Execução de Johan Sylvan, um antitrinitário associado de Adam Neuser.

Neuser, que também fora preso, confessou sua “heresia”, mas conseguiu de algum modo escapar da prisão. Conseguindo fugir da Alemanha, fazendo seu caminho até as terras dos turcos, lá chegou. Ele então finalmente se converteu ao Islã, e então viajou para Istambul, onde é dito que serviu ao Sultão otomano, como havia expressado antes seu desejo de fazer.
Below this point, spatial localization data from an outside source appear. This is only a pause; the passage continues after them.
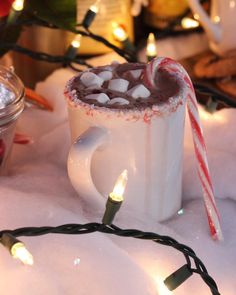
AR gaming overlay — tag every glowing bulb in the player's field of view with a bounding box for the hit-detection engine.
[112,23,128,42]
[71,34,82,48]
[229,0,235,8]
[89,0,100,14]
[181,17,199,29]
[146,33,157,57]
[109,170,128,202]
[10,242,34,265]
[12,0,24,11]
[213,15,220,23]
[156,278,173,295]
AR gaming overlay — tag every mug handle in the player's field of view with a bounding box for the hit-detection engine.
[67,126,108,209]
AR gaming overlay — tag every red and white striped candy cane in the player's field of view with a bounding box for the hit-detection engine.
[144,57,223,240]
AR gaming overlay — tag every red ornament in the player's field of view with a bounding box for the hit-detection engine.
[0,0,14,17]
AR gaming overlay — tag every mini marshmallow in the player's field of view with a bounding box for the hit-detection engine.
[98,71,112,81]
[85,93,110,103]
[128,84,151,98]
[129,69,143,79]
[108,97,129,105]
[108,79,129,92]
[86,84,101,90]
[80,72,104,87]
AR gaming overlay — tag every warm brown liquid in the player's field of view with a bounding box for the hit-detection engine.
[70,63,180,109]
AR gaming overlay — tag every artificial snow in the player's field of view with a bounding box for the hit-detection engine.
[0,69,236,295]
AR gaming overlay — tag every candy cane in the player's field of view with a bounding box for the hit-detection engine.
[144,57,223,240]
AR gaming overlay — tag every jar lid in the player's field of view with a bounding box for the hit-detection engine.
[0,66,24,126]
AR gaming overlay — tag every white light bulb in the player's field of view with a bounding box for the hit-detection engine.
[71,34,82,48]
[11,242,34,265]
[112,23,128,42]
[109,170,128,202]
[156,278,173,295]
[89,0,100,14]
[146,33,157,57]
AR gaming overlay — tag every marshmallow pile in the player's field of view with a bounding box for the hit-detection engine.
[80,65,151,105]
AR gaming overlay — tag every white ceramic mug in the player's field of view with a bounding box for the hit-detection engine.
[66,59,187,221]
[188,0,236,55]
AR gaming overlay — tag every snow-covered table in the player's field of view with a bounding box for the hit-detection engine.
[0,44,236,295]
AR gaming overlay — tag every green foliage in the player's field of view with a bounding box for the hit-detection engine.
[0,23,21,57]
[25,0,76,31]
[0,0,76,56]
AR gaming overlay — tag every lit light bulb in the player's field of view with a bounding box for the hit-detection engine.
[146,33,157,61]
[213,15,220,24]
[181,16,199,29]
[12,0,25,11]
[71,34,82,49]
[156,278,173,295]
[10,242,34,265]
[102,170,128,225]
[89,0,101,13]
[109,169,128,202]
[0,233,34,265]
[112,22,128,42]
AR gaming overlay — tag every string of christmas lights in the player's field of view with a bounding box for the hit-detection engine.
[0,170,220,295]
[0,0,236,112]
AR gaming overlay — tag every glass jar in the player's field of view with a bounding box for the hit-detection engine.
[0,66,24,175]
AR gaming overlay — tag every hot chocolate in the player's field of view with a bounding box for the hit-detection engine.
[67,63,180,109]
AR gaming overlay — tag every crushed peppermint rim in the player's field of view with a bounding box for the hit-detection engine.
[65,64,186,121]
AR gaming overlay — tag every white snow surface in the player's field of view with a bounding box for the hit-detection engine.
[0,69,236,295]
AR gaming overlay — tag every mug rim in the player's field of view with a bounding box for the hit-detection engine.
[64,63,187,121]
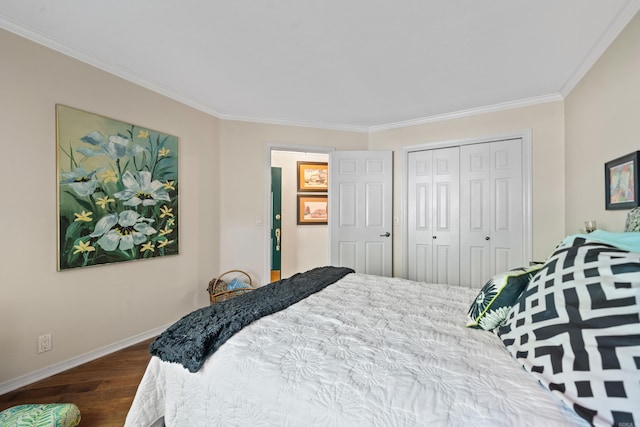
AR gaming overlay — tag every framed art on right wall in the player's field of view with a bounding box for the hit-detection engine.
[604,151,640,210]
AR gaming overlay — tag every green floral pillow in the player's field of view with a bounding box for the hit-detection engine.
[467,264,542,331]
[0,403,80,427]
[624,208,640,231]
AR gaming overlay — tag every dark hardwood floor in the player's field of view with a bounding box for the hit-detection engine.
[0,340,152,427]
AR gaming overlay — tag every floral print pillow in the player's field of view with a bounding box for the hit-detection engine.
[467,264,542,331]
[624,208,640,231]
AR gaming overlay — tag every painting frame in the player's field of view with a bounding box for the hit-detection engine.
[297,161,329,193]
[55,104,180,271]
[604,151,640,210]
[297,194,329,225]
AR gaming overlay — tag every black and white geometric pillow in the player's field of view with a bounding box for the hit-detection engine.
[497,238,640,426]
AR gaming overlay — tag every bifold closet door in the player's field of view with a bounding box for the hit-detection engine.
[460,139,525,288]
[407,147,460,285]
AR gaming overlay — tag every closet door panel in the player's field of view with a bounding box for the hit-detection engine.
[490,139,527,275]
[432,147,460,285]
[407,151,433,281]
[460,144,491,288]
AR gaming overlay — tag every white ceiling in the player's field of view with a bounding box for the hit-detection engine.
[0,0,640,131]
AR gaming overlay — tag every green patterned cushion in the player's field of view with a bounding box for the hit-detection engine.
[624,208,640,231]
[0,403,80,427]
[467,264,542,331]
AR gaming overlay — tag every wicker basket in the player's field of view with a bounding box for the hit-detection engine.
[207,270,253,304]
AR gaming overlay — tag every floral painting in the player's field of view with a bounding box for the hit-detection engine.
[56,105,178,270]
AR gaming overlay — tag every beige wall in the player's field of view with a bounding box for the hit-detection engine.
[370,101,564,276]
[565,15,640,233]
[220,120,368,284]
[0,30,220,389]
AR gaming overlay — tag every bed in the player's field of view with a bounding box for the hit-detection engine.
[125,233,640,427]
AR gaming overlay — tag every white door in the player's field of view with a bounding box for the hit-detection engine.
[329,151,393,277]
[407,147,460,285]
[460,139,525,288]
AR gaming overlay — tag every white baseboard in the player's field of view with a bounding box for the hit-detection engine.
[0,325,169,395]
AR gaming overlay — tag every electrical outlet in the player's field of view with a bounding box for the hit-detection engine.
[38,334,53,353]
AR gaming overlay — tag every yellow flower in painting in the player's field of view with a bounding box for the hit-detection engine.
[160,205,173,218]
[158,239,173,248]
[160,225,173,236]
[100,169,118,184]
[140,242,155,252]
[96,196,115,209]
[73,211,93,222]
[73,240,96,255]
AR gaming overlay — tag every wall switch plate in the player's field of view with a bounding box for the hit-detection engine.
[38,334,53,353]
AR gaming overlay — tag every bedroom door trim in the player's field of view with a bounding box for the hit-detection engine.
[402,129,533,276]
[263,142,335,284]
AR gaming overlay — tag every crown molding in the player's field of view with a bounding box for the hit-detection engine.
[0,15,228,117]
[369,93,563,132]
[0,4,640,133]
[560,0,640,98]
[217,113,370,133]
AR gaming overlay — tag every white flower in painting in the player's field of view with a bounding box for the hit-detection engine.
[479,305,511,331]
[114,171,171,206]
[90,211,156,251]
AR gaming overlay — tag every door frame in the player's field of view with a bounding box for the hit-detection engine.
[401,129,533,277]
[263,143,335,284]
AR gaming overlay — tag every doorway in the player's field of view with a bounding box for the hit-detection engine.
[265,146,332,281]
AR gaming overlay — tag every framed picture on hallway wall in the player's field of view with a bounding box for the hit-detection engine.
[298,194,328,225]
[56,105,179,271]
[298,161,329,192]
[604,151,640,210]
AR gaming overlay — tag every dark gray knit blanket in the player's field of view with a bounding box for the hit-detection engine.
[149,267,354,372]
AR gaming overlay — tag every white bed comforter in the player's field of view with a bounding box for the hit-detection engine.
[125,274,586,427]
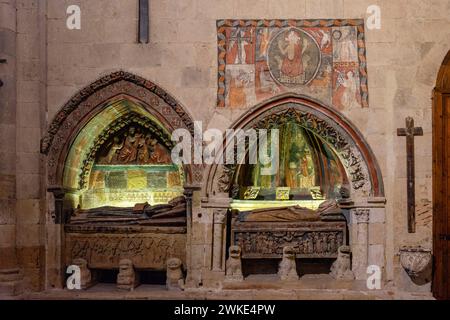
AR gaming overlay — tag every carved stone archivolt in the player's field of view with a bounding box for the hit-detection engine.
[41,71,203,185]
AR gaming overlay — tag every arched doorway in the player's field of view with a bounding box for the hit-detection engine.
[433,51,450,299]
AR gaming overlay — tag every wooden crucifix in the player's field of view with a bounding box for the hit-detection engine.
[397,117,423,233]
[138,0,149,43]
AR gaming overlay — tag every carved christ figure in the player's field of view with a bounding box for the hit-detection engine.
[278,30,303,78]
[106,136,123,164]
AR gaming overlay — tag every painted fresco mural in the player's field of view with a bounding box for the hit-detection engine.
[217,19,368,111]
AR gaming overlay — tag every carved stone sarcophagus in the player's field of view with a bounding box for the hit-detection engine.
[231,202,347,259]
[65,197,186,271]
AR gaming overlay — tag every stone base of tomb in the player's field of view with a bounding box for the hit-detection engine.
[65,225,186,271]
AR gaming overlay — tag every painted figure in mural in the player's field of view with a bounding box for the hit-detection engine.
[228,71,247,108]
[258,28,270,58]
[286,142,314,189]
[278,30,306,78]
[333,27,358,61]
[334,70,360,110]
[227,28,253,64]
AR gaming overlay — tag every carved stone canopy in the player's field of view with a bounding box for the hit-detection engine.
[41,71,202,188]
[208,94,384,197]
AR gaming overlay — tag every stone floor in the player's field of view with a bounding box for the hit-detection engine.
[5,275,433,300]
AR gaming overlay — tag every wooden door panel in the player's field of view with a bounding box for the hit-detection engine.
[433,91,450,299]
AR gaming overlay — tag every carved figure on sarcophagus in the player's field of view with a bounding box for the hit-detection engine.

Após sua fuga e conversão, nada se sabe sobre ele, nem sobre sua nova vida, nem sobre sua morte, e é assim que se finda a curiosa e cinematográfica história do nosso pastor do Islã.

Bibliografia

  • BURCHILL, Christopher J. (1989) The Heidelberg Antitrinitarians. Bibliotheca Dissidentium 11, ed. André Séguenny. Baden-Baden: Editions Valentin Koerner.
  • WILBUR, Earl Morse (1947) A history of Unitarianism, Volume 1.
  • NIGG, Walter (1962) The Heretics: Heresy Through the Ages. Alfred A. Knopf, Inc.
  • GUNNOE, Charles D. (2011) Thomas Erastus and the Palatinate: A Renaissance Physician in the Second Reformation.